Aus der Arbeit „Für mich – A Way of Reconcilliation“ von Sina Niemeyer

Sina Niemeyer bei „Gute Aussichten“ ausgezeichnet

Die Bachelor-Abschlussarbeit „Für mich – A Way of Reconcilliation“ von Sina Niemeyer ist bei „Gute Aussichten“ ausgezeichnet worden.

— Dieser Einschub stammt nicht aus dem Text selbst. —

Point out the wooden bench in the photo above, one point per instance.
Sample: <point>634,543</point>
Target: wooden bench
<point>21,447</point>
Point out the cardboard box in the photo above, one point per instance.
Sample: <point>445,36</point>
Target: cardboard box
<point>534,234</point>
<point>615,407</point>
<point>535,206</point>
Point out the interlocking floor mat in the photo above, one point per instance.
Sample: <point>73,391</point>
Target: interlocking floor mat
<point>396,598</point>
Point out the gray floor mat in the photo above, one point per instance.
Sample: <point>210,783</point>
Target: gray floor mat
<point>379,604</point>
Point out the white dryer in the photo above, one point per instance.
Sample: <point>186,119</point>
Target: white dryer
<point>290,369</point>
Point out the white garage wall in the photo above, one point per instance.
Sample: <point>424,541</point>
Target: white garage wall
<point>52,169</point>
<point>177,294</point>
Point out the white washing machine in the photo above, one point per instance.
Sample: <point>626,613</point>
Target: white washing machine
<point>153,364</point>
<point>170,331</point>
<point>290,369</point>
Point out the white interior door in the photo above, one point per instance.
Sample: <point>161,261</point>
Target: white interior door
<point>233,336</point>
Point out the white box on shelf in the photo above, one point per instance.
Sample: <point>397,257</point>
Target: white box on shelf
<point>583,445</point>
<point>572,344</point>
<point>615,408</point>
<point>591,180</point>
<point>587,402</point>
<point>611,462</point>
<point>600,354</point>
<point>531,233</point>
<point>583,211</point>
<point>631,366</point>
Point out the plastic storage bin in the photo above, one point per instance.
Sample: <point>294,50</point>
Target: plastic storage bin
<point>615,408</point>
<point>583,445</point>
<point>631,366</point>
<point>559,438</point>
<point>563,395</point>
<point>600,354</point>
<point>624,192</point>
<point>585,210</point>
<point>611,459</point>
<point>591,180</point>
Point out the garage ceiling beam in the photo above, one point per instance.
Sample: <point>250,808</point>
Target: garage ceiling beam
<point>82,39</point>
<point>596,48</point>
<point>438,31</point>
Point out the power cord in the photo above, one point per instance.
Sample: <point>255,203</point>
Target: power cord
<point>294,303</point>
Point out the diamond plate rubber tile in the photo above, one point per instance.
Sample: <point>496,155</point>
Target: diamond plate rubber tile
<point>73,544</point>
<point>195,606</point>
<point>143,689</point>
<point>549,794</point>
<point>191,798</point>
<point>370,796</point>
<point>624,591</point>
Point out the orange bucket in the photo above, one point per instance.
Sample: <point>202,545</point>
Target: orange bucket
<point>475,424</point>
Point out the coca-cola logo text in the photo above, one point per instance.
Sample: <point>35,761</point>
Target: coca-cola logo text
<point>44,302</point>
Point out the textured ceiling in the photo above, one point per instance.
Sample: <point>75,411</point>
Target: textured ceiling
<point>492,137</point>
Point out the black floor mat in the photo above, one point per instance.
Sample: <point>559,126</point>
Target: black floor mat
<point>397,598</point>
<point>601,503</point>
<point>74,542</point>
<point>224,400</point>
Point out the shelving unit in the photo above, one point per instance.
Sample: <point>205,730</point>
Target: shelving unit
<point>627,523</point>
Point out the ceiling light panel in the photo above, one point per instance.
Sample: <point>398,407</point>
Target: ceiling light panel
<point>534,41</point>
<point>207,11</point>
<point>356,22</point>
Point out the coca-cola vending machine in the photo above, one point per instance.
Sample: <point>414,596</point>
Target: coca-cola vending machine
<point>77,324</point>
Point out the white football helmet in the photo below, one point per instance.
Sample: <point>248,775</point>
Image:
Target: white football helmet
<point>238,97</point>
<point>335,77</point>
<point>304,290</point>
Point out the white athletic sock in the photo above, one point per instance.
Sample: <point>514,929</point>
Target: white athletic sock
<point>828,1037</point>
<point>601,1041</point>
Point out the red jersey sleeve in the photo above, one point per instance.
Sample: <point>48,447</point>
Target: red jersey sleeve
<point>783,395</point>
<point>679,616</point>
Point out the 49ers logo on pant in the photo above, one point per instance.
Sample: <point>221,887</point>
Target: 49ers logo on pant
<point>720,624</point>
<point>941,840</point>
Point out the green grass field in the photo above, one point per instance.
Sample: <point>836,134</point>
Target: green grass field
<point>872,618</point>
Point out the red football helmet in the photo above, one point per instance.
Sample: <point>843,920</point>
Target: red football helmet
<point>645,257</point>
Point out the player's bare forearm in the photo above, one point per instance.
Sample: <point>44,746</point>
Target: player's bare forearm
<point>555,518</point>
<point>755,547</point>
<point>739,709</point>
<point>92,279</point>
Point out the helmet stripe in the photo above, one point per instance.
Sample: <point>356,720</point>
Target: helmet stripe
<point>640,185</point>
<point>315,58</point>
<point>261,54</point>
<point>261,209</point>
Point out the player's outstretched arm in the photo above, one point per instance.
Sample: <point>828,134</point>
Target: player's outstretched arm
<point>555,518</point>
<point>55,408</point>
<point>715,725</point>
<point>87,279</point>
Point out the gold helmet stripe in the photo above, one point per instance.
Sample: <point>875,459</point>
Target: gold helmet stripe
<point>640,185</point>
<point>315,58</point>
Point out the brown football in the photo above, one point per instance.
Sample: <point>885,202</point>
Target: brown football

Das Projekt ist ihre autobiografische Aufarbeitung mit Erfahrungen von sexuellem Missbrauch in ihrer Kindheit. „Metaphorische Film- Bild- und Textebenen führen durch die komplexe und diffizile Gefühlswelt eines solchen Traumas und rücken ein marginalisiertes, aber weit verbreitetes Thema in unseren Fokus“, beschreibt Eva-Maria Kunz vom Ceiba Verlag die Arbeit. Jedes Jahr werden für den Wettbewerb „gute aussichten – junge deutsche fotografie“ Professoren aller deutschen Hochschulen und Akademien, die einen Studiengang Fotografie anbieten, gebeten maximal fünf ihrer Abschlussarbeiten zu schicken. Eine namhaft besetzte Jury kürt aus den Einsendungen die besten Portfolios, die anschließend national und international in verschiedenen Ausstellungen, Aktionen und Medien der Öffentlichkeit vorgestellt werden. Die erste Vernissage der insgesamt neun ausgezeichneten Arbeiten, ist am kommenden Freitag (07.12.) in den Technischen Sammlungen Dresden. Es folgen Ausstellungen in Koblenz (April 2019) und Hamburg (Deichtorhallen, ab dem 11. Juli 2019)

 

Aus der Arbeit „Für mich – A Way of Reconcilliation“ von Sina Niemeyer

Aus der Arbeit „Für mich – A Way of Reconcilliation“ von Sina Niemeyer

Zu ihrer Abschlussarbeit hat Sina Niemeyer auch ein Buch veröffentlicht. „Es ist weder ein Buch mit schönen Bildern, noch ist es als Vorwurf an eine bestimmte Person gedacht; vielmehr spricht es die vielfältigen und widersprüchlichen Gefühle an, die eine sexuell missbrauchte Person empfindet, wo es kein klares Schwarz und Weiß gibt, sondern alle Grautönen vorkommen“, erklärt die ehemalige Fotostudentin. In Deutschland seien in jeder Schulklasse ein bis zwei Kinder, die sexuell missbraucht werden oder wurden – unabhängig von der sozialen Schicht, aus dem die Kinder stammen. „Es liegt in unser aller Verantwortung, dass sich etwas ändert. Als Gesellschaft müssen wir uns um unsere Kinder kümmern. Wir müssen sicher stellen, dass, wenn ihnen etwas zustößt, sie einen Ort haben, wo sie hingehen können, dass sie mit jemandem reden können und dass sie dadurch ernst genommen werden – damit es keine acht Versuche braucht, bevor ein Kind gehört wird“, fordert sie.